Under the proposal, the enforcement order of the Investment Trust Act would be amended so cryptocurrencies can qualify as “specified assets” for investment trusts, enabling ETF-style structures once the Tokyo Stock Exchange grants approval. If implemented, these products could be purchased through standard brokerage accounts and packaged similarly to existing commodity and real-estate ETFs. The FSA has also signaled that in-kind subscriptions and redemptions may be permitted, allowing direct transfers of underlying tokens in exchange for ETF shares rather than relying exclusively on cash settlement.

Regulators are explicitly coupling expanded access with stronger investor protections, particularly around custody. Trust banks providing ETF custody would face stricter security and operational protocols, reflecting lessons drawn from incidents such as the 2024 DMM Bitcoin hack. Asset managers and securities firms sponsoring ETFs would also be held to enhanced disclosure and process-audit expectations before any listing can proceed.

Market impact and implementation readiness

Alongside the market-structure changes, the package includes a proposed shift from a progressive tax regime (with a top rate up to 55%) to a flat 20% on crypto gains, aligning treatment more closely with equities and investment trusts. This tax alignment is positioned as a demand catalyst that could materially improve the investability of crypto exposure for domestic allocators. Operationally, the framework would also tighten requirements around record retention, beneficial-owner checks, and AML/KYC processes aligned with travel-rule expectations, while leaving distinct rules in place for stablecoins and non-fungible tokens.
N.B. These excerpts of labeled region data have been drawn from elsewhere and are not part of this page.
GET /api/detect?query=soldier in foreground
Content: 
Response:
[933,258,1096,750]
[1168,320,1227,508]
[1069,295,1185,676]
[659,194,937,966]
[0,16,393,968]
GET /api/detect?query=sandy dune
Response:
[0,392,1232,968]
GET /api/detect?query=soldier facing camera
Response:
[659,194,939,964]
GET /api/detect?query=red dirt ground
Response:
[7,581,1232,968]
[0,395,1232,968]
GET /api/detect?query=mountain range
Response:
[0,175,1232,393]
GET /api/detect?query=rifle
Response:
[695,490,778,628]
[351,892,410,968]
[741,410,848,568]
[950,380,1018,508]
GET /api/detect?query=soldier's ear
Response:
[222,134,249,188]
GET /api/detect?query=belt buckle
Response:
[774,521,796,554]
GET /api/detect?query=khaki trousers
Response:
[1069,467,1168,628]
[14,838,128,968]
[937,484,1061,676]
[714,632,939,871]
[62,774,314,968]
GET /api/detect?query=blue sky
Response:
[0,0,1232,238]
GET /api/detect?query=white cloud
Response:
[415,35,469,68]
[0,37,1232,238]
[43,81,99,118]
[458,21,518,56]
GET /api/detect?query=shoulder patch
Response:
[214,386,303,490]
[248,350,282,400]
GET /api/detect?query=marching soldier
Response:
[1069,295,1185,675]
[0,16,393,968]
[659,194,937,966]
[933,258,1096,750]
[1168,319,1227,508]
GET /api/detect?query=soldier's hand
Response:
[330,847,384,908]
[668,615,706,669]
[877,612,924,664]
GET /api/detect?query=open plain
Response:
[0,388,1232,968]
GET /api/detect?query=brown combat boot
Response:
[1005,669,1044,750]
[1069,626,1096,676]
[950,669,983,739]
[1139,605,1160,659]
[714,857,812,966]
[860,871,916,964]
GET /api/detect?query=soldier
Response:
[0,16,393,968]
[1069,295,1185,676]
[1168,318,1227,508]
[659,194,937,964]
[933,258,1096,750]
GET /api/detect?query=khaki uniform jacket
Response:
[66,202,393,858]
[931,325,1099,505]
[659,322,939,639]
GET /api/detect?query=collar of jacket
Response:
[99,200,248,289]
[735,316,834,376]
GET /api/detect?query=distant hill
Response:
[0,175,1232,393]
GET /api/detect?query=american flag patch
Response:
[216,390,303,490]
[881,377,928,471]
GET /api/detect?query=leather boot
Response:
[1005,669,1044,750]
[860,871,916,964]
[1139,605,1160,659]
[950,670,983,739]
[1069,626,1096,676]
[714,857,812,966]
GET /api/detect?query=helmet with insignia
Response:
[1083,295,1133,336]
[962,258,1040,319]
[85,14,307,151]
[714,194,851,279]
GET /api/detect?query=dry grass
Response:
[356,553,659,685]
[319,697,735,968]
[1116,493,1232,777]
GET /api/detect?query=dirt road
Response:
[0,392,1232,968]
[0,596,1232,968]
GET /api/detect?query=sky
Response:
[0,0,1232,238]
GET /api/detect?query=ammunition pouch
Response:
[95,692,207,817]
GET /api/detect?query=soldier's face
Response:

Japan’s approach also reads as a competitive play in Asia’s ETF landscape, where other regional centers have already opened specific spot products. The core wager is that Japan’s domestic market depth, combined with clearer rules and a simplified tax regime, can translate into durable AUM and deeper liquidity once products reach the exchange. Major institutions including SBI Holdings, Nomura, and multiple large asset managers are developing ETF offerings, and one domestic manager has set internal targets in the trillions of yen for crypto AUM via ETFs and multi-asset trusts.